Researchers Study Parasites in Mosquitofish Collected from Local Waters

Dominican University faculty and undergraduate students initiated a research project in fall 2004 in collaboration with Dr. Anindo Choudhury of St. Norbert College in Wisconsin and Dr. Scott Bonar of the University of Arizona to determine whether the Asian tapeworm (Bothriocephalus achelognathii) has spread from Southern to Northern California.

The Asian tapeworm has been found in tui chub in the Mojave National Preserve. This fish is included in the U.S. Fish and Wildlife Service’s list of endangered species. The parasite has also been found in the Arroyo chub near San Diego.  Currently, Dominican University has been looking for the Asian tapeworm in Gambusia affinis (mosquitofish) as part of a general study that includes several other native and non-native species of fish.  If the parasite is present, the investigators hope to determine the extent fish species are infected.   The parasite has been found throughout the Southwestern United States, and it is responsible for mass mortalities of fish in Europe. 

Although no evidence of Asian tapeworm has been discovered in Northern California, the Dominican team discovered 13 internal parasites in eight of 301 mosquitofish collected from Marin and Sonoma counties. Dr. Choudhury, who identified the parasites, currently is collaborating on this project with Drs. James Cunningham and Sibdas Ghosh, chair of Dominican’s Department of Natural Sciences and Mathematics. 
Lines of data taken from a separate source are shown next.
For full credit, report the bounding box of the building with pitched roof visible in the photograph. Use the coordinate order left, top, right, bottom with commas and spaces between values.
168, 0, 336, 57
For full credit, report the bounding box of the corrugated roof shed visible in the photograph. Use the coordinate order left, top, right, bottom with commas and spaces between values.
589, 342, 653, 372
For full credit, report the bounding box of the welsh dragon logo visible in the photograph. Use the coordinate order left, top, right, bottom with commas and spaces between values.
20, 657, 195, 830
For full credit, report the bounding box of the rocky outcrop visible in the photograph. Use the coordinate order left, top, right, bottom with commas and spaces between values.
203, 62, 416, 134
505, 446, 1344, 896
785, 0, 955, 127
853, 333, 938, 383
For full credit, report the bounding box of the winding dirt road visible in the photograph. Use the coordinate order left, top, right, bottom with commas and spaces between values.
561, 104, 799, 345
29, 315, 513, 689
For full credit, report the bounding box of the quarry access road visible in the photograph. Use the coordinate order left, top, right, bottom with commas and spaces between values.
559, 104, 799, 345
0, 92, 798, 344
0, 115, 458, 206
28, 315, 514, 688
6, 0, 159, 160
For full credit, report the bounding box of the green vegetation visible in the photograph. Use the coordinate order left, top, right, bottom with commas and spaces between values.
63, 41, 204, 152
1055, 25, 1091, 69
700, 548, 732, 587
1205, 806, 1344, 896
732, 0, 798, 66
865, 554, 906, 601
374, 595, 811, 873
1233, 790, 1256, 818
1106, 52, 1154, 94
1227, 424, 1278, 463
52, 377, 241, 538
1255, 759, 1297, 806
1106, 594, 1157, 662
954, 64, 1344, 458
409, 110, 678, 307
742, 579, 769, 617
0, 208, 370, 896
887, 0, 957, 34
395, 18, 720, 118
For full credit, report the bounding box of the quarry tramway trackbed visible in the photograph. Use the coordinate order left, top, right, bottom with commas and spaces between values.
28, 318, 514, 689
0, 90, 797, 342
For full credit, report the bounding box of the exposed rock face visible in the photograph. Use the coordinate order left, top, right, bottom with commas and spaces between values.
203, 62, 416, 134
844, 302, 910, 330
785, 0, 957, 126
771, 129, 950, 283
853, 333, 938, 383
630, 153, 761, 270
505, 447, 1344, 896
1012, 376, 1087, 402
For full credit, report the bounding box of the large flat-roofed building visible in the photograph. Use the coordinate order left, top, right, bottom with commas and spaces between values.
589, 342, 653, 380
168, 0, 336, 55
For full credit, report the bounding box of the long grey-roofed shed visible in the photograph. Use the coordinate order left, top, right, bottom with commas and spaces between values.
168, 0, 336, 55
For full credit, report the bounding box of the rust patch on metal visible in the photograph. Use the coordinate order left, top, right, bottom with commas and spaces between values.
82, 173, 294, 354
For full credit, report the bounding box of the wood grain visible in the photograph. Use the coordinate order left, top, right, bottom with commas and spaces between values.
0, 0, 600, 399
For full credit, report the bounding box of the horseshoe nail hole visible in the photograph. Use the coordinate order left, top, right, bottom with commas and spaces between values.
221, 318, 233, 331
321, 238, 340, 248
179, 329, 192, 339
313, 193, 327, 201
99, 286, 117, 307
The parasites belong to three separate groups and were identified as: Octospiniferoides chandleri (Acanthocephala), metacercariae in the family Clinostomatidae (the genus and species have not yet been determined), and Clinostomum metacercaria (the species has not yet been determined). The acanthocephalan Octospiniferoides chandleri, according to Dr. Choudhury, may be non-native to the San Francisco Bay Area. Generally, acanthocephalans cause localized pathology in the gut of their hosts, but there have been rare reports of severe pathology causing death or debilitation in fishes.  It has yet to be determined whether this Octospiniferoides can shift to new hosts and cause severe problems.  The two larval forms of the family Clinostomatidae are under investigation.  Given how common clinostomatids are in some fish-eating birds and how widely distributed that family of parasites is, it is likely that mosquitofish are simply one more intermediate host in the life cycle and became infected by larval stages of clinostomatids.

Preliminary results of the study were presented at the 20th National Conference on Undergraduate Research (NCUR April 6 through April 8 at the University of North Carolina, Asheville.  Dominican undergraduate students Jan Marie Cheng, Marielle Discipulo, Nicole Fronteras, Nenna Olumba, Caitlin Sullivan, and Joyce Valencia worked on the study, along with co-principal investigators Drs. Cunningham and Ghosh.

Dominican plans to continue the study by collecting and sampling additional species of fish as well as mosquitofish from streams within the Point Reyes National Seashore and the Golden Gate National Recreation Area.  The University also plans to expand the study to streams in Southern California. “Because we do not know if the parasites of Gambusia are a threat to the native fauna, additional work needs to be done on a variety of other fish species in order to address this question,” says Dr. Choudhury.